Siam A K M Fazlul Kobir, Bishshash Prayma, Nirob Md Asraful Sharker, Mamun Sajib Bin, Assaduzzaman Md, Noori Sheak Rashed Haider
Department of CSE, Daffodil International University, Bangladesh.
Data Brief. 2024 Dec 19;58:111244. doi: 10.1016/j.dib.2024.111244. eCollection 2025 Feb.

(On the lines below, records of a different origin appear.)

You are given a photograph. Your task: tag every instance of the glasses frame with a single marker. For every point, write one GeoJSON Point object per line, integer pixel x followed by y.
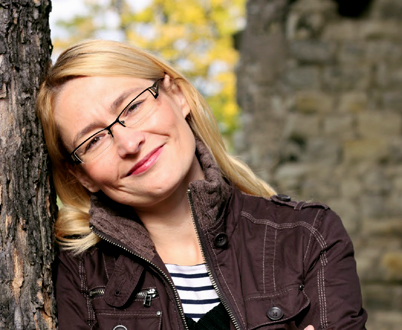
{"type": "Point", "coordinates": [154, 90]}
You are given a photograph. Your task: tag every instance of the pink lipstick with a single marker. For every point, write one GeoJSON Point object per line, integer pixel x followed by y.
{"type": "Point", "coordinates": [147, 162]}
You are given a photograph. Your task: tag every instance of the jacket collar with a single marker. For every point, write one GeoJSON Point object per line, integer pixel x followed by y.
{"type": "Point", "coordinates": [120, 225]}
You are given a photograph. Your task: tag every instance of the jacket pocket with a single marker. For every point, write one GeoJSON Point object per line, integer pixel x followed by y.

A comprehensive dataset on lemon leaf disease can surely bring a lot of potentials into the development of agricultural research and the improvement of disease management strategies. This dataset was developed from 1354 raw images taken with professional agricultural specialist guidance from July to September 2024 in Charpolisha, Jamalpur, and further enhanced with augmented techniques, adding 9000 images. The augmentation process involves a set of techniques-flipping, rotation, zooming, shifting, adding noise, shearing, and brightening-to increase variety for different lemon leaf condition representations. Each of these images was standardized to 800 × 800 pixels resolution, so that consistency may be maintained among the dataset. All images were labelled in the nine prefixed categories: anthracnose, bacterial blight, citrus canker, curl virus, deficiency leaf, dry leaf, healthy leaf, sooty mould, and spider mites. In the present study, a DenseNet-121 architecture was used, where 20 % of the dataset was kept for validation and the remaining 80 % for training. A trained model with a batch size of 32 was trained for 30 epochs, achieving an accuracy of 98.56 % with augmentation, and 96.19 % without it. The dataset will not only act as a benchmark in developing accurate machine learning models for early disease detection, but it will also contribute to the cause of sustainable lemon cultivation practices by facilitating timely and effective disease management interventions
一个关于柠檬叶疾病的综合数据集肯定能为农业研究的发展和疾病管理策略的改进带来诸多潜力。该数据集由2024年7月至9月在贾马尔布尔的查波利沙,在专业农业专家指导下拍摄的1354张原始图像开发而成,并通过增强技术进一步扩充,新增了9000张图像。增强过程涉及一组技术——翻转、旋转、缩放、平移、添加噪声、剪切和提亮——以增加不同柠檬叶状况表示的多样性。这些图像每张都被标准化为800×800像素分辨率,以便在数据集中保持一致性。所有图像都被标记为九个前缀类别:炭疽病、细菌性疫病、柑橘溃疡病、卷曲病毒、缺素叶、枯叶、健康叶、煤烟病和红蜘蛛。在本研究中,使用了DenseNet - 121架构,其中20%的数据集用于验证,其余80%用于训练。一个批量大小为32的训练模型训练了30个轮次,增强情况下准确率达到98.56%,未增强时为96.19%。该数据集不仅将作为开发用于早期疾病检测的准确机器学习模型的基准,还将通过促进及时有效的疾病管理干预,为可持续柠檬种植实践事业做出贡献。